Séparé en haut, le pouvoir était affaibli en bas. La partie de la constitution relative à l'administration rendait à la liberté locale ce que le reste de la constitution confiait à l'autorité centrale. Le roi ne nommait pas et ne pouvait pas destituer les administrateurs des départements et des districts. Il ne gardait sur eux qu'un droit de tutelle qui lui permettait, le cas échéant, d'annuler leurs actes et de les suspendre. De sorte que sa volonté arrivait très affaiblie dans les départements qui pouvaient ajuster la loi à leurs intérêts particuliers. Le pouvoir glissait même plus bas pour aboutir dans les mains des officiers municipaux qui levaient les impôts, réquisitionnaient la force publique et proclamaient la loi martiale.
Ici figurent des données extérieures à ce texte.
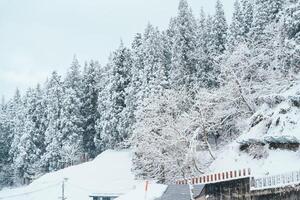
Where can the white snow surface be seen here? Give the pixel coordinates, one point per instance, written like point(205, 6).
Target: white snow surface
point(109, 173)
point(154, 191)
point(280, 119)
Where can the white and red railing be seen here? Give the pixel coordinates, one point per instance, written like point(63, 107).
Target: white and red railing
point(275, 181)
point(216, 177)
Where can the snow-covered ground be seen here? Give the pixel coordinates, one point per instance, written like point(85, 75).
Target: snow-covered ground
point(109, 173)
point(278, 119)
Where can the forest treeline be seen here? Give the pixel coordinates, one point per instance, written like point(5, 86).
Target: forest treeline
point(174, 96)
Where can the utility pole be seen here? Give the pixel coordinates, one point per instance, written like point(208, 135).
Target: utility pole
point(63, 189)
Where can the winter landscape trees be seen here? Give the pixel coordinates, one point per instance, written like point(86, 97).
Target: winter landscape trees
point(174, 96)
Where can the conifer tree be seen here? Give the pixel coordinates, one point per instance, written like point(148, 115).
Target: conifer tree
point(89, 106)
point(113, 126)
point(51, 160)
point(183, 67)
point(219, 30)
point(71, 116)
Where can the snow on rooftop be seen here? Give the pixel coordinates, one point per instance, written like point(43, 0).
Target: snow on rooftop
point(110, 173)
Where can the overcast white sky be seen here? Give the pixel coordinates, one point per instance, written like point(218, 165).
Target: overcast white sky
point(39, 36)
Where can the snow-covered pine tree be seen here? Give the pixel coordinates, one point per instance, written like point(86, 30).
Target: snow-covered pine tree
point(219, 30)
point(264, 13)
point(17, 115)
point(291, 32)
point(51, 160)
point(31, 141)
point(113, 126)
point(90, 89)
point(154, 74)
point(5, 145)
point(236, 29)
point(71, 117)
point(183, 66)
point(247, 16)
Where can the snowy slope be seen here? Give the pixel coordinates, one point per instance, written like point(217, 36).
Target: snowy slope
point(277, 119)
point(110, 172)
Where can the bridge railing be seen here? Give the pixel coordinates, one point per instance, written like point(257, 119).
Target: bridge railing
point(217, 177)
point(275, 181)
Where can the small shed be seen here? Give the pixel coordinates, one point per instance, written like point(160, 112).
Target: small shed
point(105, 196)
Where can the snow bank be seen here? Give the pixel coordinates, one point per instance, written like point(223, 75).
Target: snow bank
point(110, 172)
point(154, 191)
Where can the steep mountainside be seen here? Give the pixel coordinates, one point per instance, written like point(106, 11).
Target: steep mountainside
point(270, 145)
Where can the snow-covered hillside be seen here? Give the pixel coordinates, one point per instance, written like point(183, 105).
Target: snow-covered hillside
point(110, 172)
point(270, 144)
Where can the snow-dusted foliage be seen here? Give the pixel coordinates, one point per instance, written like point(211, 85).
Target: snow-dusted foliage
point(176, 96)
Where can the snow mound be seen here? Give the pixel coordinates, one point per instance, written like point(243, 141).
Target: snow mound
point(154, 191)
point(110, 172)
point(276, 122)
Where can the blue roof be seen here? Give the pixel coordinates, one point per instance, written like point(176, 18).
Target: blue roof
point(180, 192)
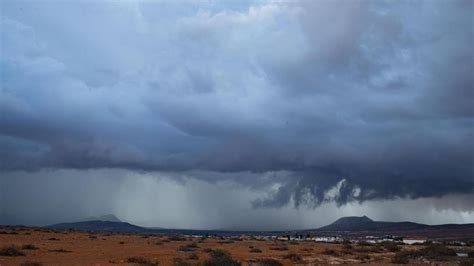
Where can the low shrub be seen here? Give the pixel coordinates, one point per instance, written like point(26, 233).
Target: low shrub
point(29, 247)
point(180, 262)
point(193, 256)
point(279, 247)
point(176, 238)
point(400, 259)
point(31, 263)
point(293, 257)
point(268, 262)
point(141, 261)
point(330, 252)
point(255, 250)
point(59, 250)
point(11, 251)
point(219, 257)
point(390, 246)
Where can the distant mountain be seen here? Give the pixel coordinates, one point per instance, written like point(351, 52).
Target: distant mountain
point(100, 226)
point(364, 223)
point(107, 217)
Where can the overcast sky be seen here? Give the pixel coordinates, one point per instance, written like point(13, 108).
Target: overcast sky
point(236, 114)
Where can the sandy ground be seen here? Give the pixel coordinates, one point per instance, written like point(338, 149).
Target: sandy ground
point(82, 248)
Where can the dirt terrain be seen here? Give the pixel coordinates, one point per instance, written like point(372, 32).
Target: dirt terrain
point(64, 247)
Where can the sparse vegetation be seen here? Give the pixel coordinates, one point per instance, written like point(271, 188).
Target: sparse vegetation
point(189, 247)
point(470, 254)
point(180, 262)
point(193, 256)
point(29, 247)
point(280, 247)
point(141, 261)
point(61, 250)
point(363, 257)
point(268, 262)
point(255, 250)
point(11, 251)
point(293, 257)
point(176, 238)
point(436, 252)
point(219, 257)
point(390, 246)
point(330, 252)
point(31, 263)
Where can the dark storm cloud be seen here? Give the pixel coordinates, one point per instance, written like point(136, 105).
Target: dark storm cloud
point(378, 94)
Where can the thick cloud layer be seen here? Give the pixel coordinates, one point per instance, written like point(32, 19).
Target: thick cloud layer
point(326, 100)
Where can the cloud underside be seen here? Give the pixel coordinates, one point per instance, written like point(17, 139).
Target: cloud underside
point(324, 100)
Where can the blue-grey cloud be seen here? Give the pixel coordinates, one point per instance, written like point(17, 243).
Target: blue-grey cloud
point(378, 94)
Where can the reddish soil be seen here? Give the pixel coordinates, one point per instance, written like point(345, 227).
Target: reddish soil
point(82, 248)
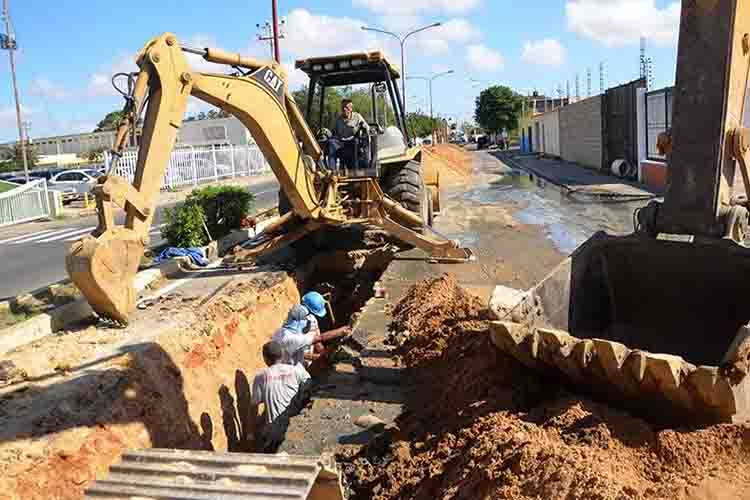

Les défauts évidents de cette constitution ne la rendaient peut-être pas impraticable. Rien ne s'opposait au règne paisible d'un prince qui acceptait la Révolution ; on ne lui contestait plus alors son droit de veto dont un usage avisé pouvait empêcher l'Assemblée de trop prévaloir ; enfin, la paix, préservée par le compromis, autorisait l'expérience de la liberté locale. Aucune de ces conditions ne fut remplie pour permettre à cette constitution de durer. (M. Pertué).

Précieux et remarquable exemplaire imprimé sur peau de vélin dont Van Praet avait en 1822, il y a deux siècles, identifié 4 exemplaires seulement : 1. Le Roi ; 2. Renouard ; 3. Lord Spencer ; 4. Lamy, puis Chardin, puis Hebbert (Ref. Catalogues des livres imprimés sur vélin de la bibliothèque du Roi, Paris, 1822).

Les constitutions imprimées sur vélin sont d’une extrême rareté et très recherchées.